In one of our internal project kick-off meetings we analyzed the layout of the design we had received from the client. In this particular case we observed that the photoshop layouts were done with 12 column grid. This kind of layout is pretty much de facto nowadays and we came to a conclusion that the implementation would be straightforward. The Liferay version would be the latest 6.2.
I guess it is no news by now that Liferay 6.2 uses the old Bootstrap 2. This has been a little challenging for us. In the beginning of the implementation one of our developers came over to me and was slightly upset about the grid system.

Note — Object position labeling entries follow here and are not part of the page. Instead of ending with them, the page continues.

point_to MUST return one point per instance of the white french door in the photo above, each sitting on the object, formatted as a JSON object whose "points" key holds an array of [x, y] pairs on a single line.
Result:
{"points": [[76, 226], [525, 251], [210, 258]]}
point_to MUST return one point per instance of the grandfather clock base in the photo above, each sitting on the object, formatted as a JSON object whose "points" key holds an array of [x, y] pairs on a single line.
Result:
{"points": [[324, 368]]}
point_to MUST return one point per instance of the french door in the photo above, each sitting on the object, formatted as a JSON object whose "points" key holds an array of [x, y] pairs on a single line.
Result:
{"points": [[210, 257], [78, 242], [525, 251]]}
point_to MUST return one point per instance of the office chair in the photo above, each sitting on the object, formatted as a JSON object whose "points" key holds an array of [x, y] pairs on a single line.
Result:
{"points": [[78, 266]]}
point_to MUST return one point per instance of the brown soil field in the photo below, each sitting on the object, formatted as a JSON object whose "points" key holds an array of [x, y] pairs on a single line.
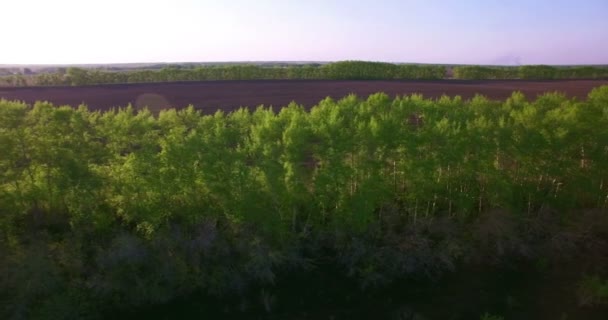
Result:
{"points": [[210, 96]]}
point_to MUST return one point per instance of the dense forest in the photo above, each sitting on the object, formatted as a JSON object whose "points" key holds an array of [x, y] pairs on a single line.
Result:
{"points": [[343, 70], [106, 212]]}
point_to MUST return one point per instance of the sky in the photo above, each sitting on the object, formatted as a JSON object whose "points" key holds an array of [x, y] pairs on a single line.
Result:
{"points": [[506, 32]]}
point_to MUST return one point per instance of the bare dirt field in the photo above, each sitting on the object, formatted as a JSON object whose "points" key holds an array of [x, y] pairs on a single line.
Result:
{"points": [[210, 96]]}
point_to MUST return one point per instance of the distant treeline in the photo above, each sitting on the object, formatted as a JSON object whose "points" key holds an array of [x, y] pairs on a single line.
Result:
{"points": [[344, 70], [125, 209], [539, 72]]}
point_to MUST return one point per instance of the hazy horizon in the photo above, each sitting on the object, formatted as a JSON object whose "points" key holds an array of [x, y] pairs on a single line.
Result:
{"points": [[180, 31]]}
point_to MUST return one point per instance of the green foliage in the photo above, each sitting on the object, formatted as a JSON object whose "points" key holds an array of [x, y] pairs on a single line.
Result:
{"points": [[529, 72], [345, 70], [129, 209]]}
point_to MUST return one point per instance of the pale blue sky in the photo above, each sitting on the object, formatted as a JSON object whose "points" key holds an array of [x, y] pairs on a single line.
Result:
{"points": [[425, 31]]}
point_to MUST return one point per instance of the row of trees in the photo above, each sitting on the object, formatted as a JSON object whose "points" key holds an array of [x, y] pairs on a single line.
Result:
{"points": [[346, 70], [124, 208], [531, 72]]}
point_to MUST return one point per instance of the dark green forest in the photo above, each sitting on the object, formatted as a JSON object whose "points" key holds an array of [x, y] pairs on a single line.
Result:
{"points": [[342, 70], [274, 212]]}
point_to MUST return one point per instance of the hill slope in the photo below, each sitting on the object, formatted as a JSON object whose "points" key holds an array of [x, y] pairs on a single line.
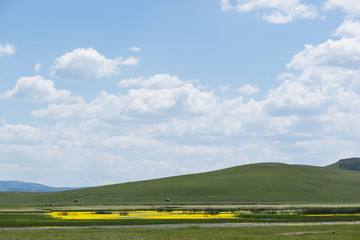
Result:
{"points": [[18, 186], [347, 164], [266, 182]]}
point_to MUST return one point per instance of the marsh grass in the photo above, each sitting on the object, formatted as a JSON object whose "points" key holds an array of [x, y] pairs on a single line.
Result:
{"points": [[338, 232]]}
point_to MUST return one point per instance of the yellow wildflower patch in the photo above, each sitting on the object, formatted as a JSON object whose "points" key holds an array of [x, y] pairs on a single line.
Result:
{"points": [[145, 215]]}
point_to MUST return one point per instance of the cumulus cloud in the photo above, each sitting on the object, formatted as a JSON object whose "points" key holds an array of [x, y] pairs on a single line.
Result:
{"points": [[351, 8], [6, 49], [274, 11], [19, 132], [82, 64], [349, 28], [135, 49], [248, 90], [37, 89], [156, 81]]}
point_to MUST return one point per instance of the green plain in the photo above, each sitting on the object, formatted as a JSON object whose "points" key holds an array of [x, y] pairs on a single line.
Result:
{"points": [[335, 232], [266, 183]]}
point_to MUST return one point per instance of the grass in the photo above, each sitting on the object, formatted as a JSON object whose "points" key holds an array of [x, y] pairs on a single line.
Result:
{"points": [[265, 183], [258, 215], [336, 232]]}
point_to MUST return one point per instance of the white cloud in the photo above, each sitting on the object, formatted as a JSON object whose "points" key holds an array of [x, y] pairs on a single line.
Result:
{"points": [[135, 49], [351, 8], [349, 28], [6, 49], [158, 81], [19, 133], [274, 11], [37, 89], [82, 64], [248, 90]]}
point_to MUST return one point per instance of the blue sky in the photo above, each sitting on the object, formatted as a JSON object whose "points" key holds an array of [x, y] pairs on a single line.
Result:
{"points": [[101, 92]]}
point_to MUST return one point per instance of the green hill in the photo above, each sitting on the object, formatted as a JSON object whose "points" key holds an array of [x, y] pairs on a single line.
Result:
{"points": [[347, 164], [254, 183]]}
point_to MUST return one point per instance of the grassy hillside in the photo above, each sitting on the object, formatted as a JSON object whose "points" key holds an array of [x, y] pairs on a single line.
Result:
{"points": [[347, 164], [266, 182]]}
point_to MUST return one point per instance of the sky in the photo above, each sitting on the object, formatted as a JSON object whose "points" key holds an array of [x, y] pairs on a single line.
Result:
{"points": [[103, 92]]}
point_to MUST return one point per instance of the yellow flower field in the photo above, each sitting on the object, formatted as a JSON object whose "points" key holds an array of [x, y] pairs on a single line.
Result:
{"points": [[145, 215]]}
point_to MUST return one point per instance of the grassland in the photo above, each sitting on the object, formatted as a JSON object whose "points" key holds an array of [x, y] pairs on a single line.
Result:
{"points": [[267, 183], [298, 232]]}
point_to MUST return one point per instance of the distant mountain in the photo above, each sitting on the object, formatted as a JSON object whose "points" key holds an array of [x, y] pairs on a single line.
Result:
{"points": [[347, 164], [18, 186]]}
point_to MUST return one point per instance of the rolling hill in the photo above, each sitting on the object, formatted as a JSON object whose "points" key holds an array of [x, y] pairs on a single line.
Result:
{"points": [[253, 183], [347, 164], [18, 186]]}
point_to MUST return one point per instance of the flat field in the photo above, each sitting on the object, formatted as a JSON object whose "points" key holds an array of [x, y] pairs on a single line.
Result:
{"points": [[336, 232]]}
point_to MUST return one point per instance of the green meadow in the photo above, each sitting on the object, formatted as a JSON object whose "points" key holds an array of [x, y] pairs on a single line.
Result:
{"points": [[266, 183], [269, 192]]}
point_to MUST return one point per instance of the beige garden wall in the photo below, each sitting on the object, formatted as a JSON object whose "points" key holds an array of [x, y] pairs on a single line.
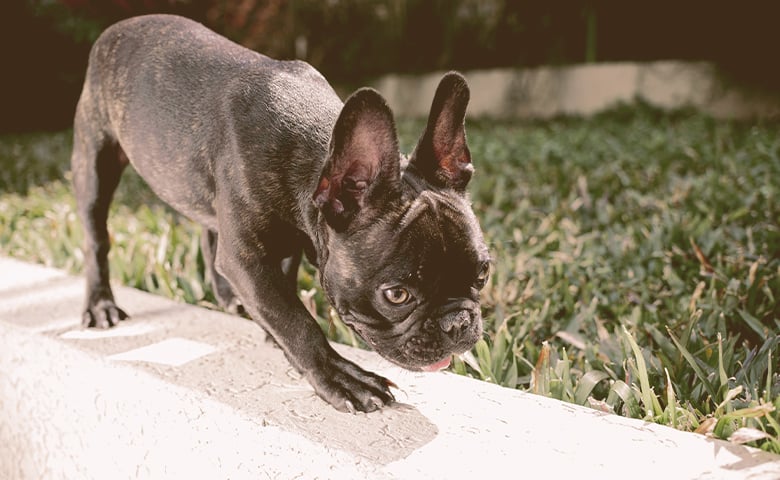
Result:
{"points": [[586, 89]]}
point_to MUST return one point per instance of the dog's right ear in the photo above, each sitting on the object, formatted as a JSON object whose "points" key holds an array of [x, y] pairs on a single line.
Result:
{"points": [[363, 158]]}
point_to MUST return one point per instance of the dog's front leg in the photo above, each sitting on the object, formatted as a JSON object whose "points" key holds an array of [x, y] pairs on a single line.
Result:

He had been using BS3 before and going backwards to old grid seemed somewhat odd. Especially in this project when we were supposed to use the latest Liferay version.
We decided to wipe our tears and see if we could find some kind of a workaround to the situation. We started comparing the two grid systems and realized that the old BS2 grid uses different names for the classes than the new BS3. I showed my colleague how to extract only the grid part from the BS3 CSS and combine it with the old BS2 CSS.
Boostrap 2.3.2 release can be downloaded from GitHub or from Bootstrap. The classes the old grid uses are: .row-fluid, .span1 - .span12, .offset1 - .offset12, .container-fluid (overlapping).
Bootstrap.css in github master branch shows how new grid is structured. BS3 grid classes are: .row, .col-xs1 - .col-lg12, .container-fluid (overlapping). There is also media query parts for all the breakpoints.
We extracted those BS3 classes from the CSS and added them to our project CSS. This appeared to be easier fix than we had anticipated. From now on the unified grid systems lives happily in unison.
One question might arise to ones mind: What if the initial design would have used other grid layout than 12 columns? In that case Sass variables to the rescue. In earlier projects I have used the official Sass port of Bootstrap to create custom grids on the fly. The structure of grid part of the Sass port looks like this:
│ ├── _bootstrap.scss
│ └── bootstrap
│ ├── _grid.scss
│ ├── _mixins.scss
│ ├── _variables.scss
│ └── mixins
│ ├── _clearfix.scss
│ ├── _grid-framework.scss
│ └── _grid.scss
Altering the _variables.scss file you can change the grid column count, gutter width and responsive breakpoints. The resulting CSS has all the needed classes.